Chinese governmental sports program

Project 119 is a governmental program of the People's Republic of China targeting sports that China has not traditionally excelled in at the Summer Olympics, to maximize the total number of medals and number of golds won during the 2008 Summer Olympics in Beijing, China. The number, 119, refers to the number of gold medals available in events that China is targeting. The total number of golds available in the targeted sports was 122 at the targeted 2008 Olympics, an increase of three.

"Project 119" is related to the Plan for Olympic Glory, a more general plan for greater performance across the board.

==History==
With the awarding of the Games of the XXIX Olympiad of 2008 to Beijing in 2001, the government of China embarked on a program to increase its medal load. Project 119 was established to gain medals in :Athletics, Swimming, Rowing & Canoe/Kayak and Sailing. These sports had a total gold medal count of 119 in the 2000 Summer Olympics. At those Games, China had only won one medal in all these sports. China wished to finish on top of the medal count and gold medal total at its own games.

For rowing, China established a training centre at Qiandao Lake (lit. 'Thousand Island Lake), 500 km from Shanghai, and hired foreign coaches from around the world.

===Development===
Leading up the 2008 target, China harvested several fruits for their labours.
- China acquired four gold medals in the Project 119 sports at the 2004 Olympics.
- China tops the points table at the 2007 Amsterdam World Cup rowing regatta.
- China stunned the UK at the June 2008 World Cup rowing regatta.

===Target===
Project 119 failed to live up to billing in the swimming events, resulting in only one gold medal.

Entering with a powerful team in rowing, Project 119 resulted in a single gold medal for the women's quad.
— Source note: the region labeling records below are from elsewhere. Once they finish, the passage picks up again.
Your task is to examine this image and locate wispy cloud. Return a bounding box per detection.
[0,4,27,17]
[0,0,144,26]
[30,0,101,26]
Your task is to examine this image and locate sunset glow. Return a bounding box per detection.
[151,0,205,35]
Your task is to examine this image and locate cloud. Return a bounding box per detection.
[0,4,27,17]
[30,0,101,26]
The men's eight failed to advance.

===Legacy===
The Beijing Olympics ended with China winning the most golds, while finishing second to the United States in total medals. This marked the first time since the 1936 Summer Olympics that neither the United States, nor the Soviet Union/Russia, had won the most gold medals at a Summer Olympics.

China performed well at the London 2012 Games, winning the second largest number of gold medals and in total medal count.